MONEY SAVING WIN #1:
Automate your finances
One reason we don’t regularly save money is due to the pain of putting money into our savings accounts each month.
It’s the reason why cutting out lattes or skipping lunch is a terrible way to save more money.
And so, just like cutting out luscious, perfectly foamed lattes, we might put away money for savings once or twice — but if we have to make the decision EVERY paycheck, we’re setting ourselves up to fail.
That’s why automated finances work so well. You can start to dominate your finances by having your system passively do the right thing for you. Instead of thinking about saving every day — set it and forget it.
To do this, you need just one hour to follow these steps:
Step 1: Set up your bills so they’re sent to you on the 1st of the month
This is assuming you’re being paid on the first of the month. If not, just adjust the day accordingly.
Call your credit card, electric company, internet service provider, Netflix, whatever, and have them bill you on that date. This streamlines the process and allows you to know when exactly your bills need to be paid.
There may be a couple of months of odd billing as your accounts adjust, but it will smooth itself out after that.
Step 2: Set up your contributions to your 401k
Before your paycheck even arrives into your checking account, make sure that you have your 401k plan set up with your employer and that you’re at least putting in enough money to collect the employer match. It means that for every (pre-tax!) dollar you contribute your company will match that amount up to a certain percentage.
This ensures that you’re taking full advantage of what is essentially free money from your employer. Let them help you save more money for retirement.
Step 3: Automate your checking account
Once your paycheck actually arrives into your checking account, the money will now go into 4 different places:
Roth IRA: Like your 401k, you’re going to want to max it out as much as possible. The amount you are allowed to contribute goes up occasionally. Currently, you can contribute up to $5,500 each year.
Savings account: Here, you should use “sub-saving accounts” for long-term goals like your wedding, vacation, or down payment on your house (more on this later). Many banks provide the option to create smaller sub-accounts in your normal savings account — perfect for goal setting.
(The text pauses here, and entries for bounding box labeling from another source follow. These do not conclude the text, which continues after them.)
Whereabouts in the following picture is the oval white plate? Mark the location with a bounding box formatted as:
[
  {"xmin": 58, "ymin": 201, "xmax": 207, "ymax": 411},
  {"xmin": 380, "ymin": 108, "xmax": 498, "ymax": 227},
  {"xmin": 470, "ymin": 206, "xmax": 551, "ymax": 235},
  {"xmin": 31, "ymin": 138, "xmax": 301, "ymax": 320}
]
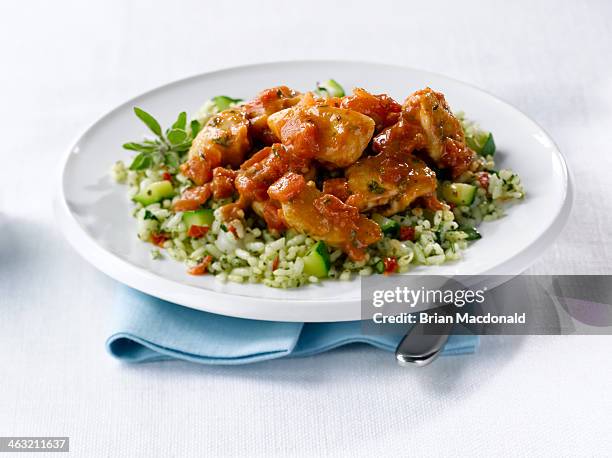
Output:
[{"xmin": 57, "ymin": 61, "xmax": 572, "ymax": 321}]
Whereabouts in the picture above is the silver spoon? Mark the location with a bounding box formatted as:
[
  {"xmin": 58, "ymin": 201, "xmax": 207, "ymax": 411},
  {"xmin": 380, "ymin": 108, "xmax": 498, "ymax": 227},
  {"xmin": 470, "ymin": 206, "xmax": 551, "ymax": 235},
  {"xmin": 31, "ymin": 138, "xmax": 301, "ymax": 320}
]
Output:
[{"xmin": 395, "ymin": 314, "xmax": 453, "ymax": 367}]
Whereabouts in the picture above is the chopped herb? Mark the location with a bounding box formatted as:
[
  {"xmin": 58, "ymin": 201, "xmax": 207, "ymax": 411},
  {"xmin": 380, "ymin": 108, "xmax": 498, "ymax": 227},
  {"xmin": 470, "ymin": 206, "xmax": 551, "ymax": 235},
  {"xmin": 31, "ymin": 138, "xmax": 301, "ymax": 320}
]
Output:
[
  {"xmin": 123, "ymin": 107, "xmax": 201, "ymax": 171},
  {"xmin": 144, "ymin": 210, "xmax": 157, "ymax": 221},
  {"xmin": 151, "ymin": 249, "xmax": 164, "ymax": 260},
  {"xmin": 212, "ymin": 133, "xmax": 232, "ymax": 147},
  {"xmin": 212, "ymin": 95, "xmax": 242, "ymax": 111},
  {"xmin": 368, "ymin": 180, "xmax": 385, "ymax": 194}
]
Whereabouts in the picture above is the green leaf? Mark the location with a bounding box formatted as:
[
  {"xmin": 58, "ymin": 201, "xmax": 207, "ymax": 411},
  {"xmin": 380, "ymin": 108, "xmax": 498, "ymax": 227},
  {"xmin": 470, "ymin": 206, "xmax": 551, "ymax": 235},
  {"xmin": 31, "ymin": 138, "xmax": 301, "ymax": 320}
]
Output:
[
  {"xmin": 459, "ymin": 227, "xmax": 482, "ymax": 240},
  {"xmin": 166, "ymin": 129, "xmax": 187, "ymax": 145},
  {"xmin": 213, "ymin": 95, "xmax": 242, "ymax": 111},
  {"xmin": 191, "ymin": 119, "xmax": 202, "ymax": 138},
  {"xmin": 172, "ymin": 111, "xmax": 187, "ymax": 130},
  {"xmin": 164, "ymin": 151, "xmax": 180, "ymax": 168},
  {"xmin": 123, "ymin": 142, "xmax": 157, "ymax": 153},
  {"xmin": 316, "ymin": 79, "xmax": 344, "ymax": 97},
  {"xmin": 130, "ymin": 153, "xmax": 153, "ymax": 170},
  {"xmin": 144, "ymin": 210, "xmax": 157, "ymax": 221},
  {"xmin": 134, "ymin": 107, "xmax": 162, "ymax": 138}
]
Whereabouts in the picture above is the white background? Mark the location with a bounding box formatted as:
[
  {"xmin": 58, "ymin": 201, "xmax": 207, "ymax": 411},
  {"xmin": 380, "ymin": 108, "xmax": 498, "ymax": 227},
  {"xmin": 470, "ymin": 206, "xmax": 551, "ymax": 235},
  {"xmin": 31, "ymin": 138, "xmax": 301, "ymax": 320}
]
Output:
[{"xmin": 0, "ymin": 0, "xmax": 612, "ymax": 457}]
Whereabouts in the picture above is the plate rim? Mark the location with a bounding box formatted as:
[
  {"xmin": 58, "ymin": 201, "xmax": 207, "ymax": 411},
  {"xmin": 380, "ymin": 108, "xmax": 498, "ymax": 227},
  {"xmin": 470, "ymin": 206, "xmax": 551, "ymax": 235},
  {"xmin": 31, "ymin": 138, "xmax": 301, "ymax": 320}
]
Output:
[{"xmin": 53, "ymin": 59, "xmax": 575, "ymax": 322}]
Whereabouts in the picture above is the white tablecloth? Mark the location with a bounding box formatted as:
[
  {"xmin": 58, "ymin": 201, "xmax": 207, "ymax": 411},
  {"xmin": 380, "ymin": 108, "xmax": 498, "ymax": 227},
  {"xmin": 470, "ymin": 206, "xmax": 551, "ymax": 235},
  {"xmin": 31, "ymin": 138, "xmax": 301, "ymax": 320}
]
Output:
[{"xmin": 0, "ymin": 0, "xmax": 612, "ymax": 457}]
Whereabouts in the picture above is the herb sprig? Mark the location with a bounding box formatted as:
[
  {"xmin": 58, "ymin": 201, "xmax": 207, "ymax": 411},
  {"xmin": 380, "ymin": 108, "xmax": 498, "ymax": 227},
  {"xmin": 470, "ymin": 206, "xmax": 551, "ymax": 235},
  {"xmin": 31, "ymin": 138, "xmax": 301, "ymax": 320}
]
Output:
[{"xmin": 123, "ymin": 107, "xmax": 202, "ymax": 170}]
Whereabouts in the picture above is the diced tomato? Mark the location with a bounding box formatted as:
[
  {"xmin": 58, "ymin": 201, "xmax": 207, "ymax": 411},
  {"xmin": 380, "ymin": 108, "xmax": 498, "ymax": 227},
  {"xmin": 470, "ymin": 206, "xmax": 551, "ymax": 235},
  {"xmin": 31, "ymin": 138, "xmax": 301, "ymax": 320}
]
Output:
[
  {"xmin": 227, "ymin": 225, "xmax": 239, "ymax": 238},
  {"xmin": 212, "ymin": 167, "xmax": 236, "ymax": 199},
  {"xmin": 383, "ymin": 258, "xmax": 397, "ymax": 274},
  {"xmin": 263, "ymin": 200, "xmax": 287, "ymax": 232},
  {"xmin": 323, "ymin": 178, "xmax": 351, "ymax": 202},
  {"xmin": 478, "ymin": 172, "xmax": 489, "ymax": 191},
  {"xmin": 151, "ymin": 232, "xmax": 168, "ymax": 247},
  {"xmin": 268, "ymin": 172, "xmax": 306, "ymax": 202},
  {"xmin": 172, "ymin": 183, "xmax": 212, "ymax": 212},
  {"xmin": 187, "ymin": 224, "xmax": 210, "ymax": 239},
  {"xmin": 400, "ymin": 226, "xmax": 415, "ymax": 242},
  {"xmin": 272, "ymin": 256, "xmax": 280, "ymax": 272},
  {"xmin": 187, "ymin": 255, "xmax": 212, "ymax": 275}
]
Credit card: Make automatic payments for recurring services like Netflix, Birchbox, and gym memberships using your credit card. Log into your credit card’s website and set up automatic payments with your checking account so your credit card bill is paid off each month. You can rest assured that you will have enough money in your checking because you’ve already set up automatic payments with everything else.
Misc. bills: These are for bills that can’t be paid off with a credit card such as rent, electric, water, and gas. Set it up so that your checking account automatically sends funds to these four areas on your bank’s website — or you can just call your bank and have them do it for you. Or you could go to the bank in person, sort out your accounts and make a new friend.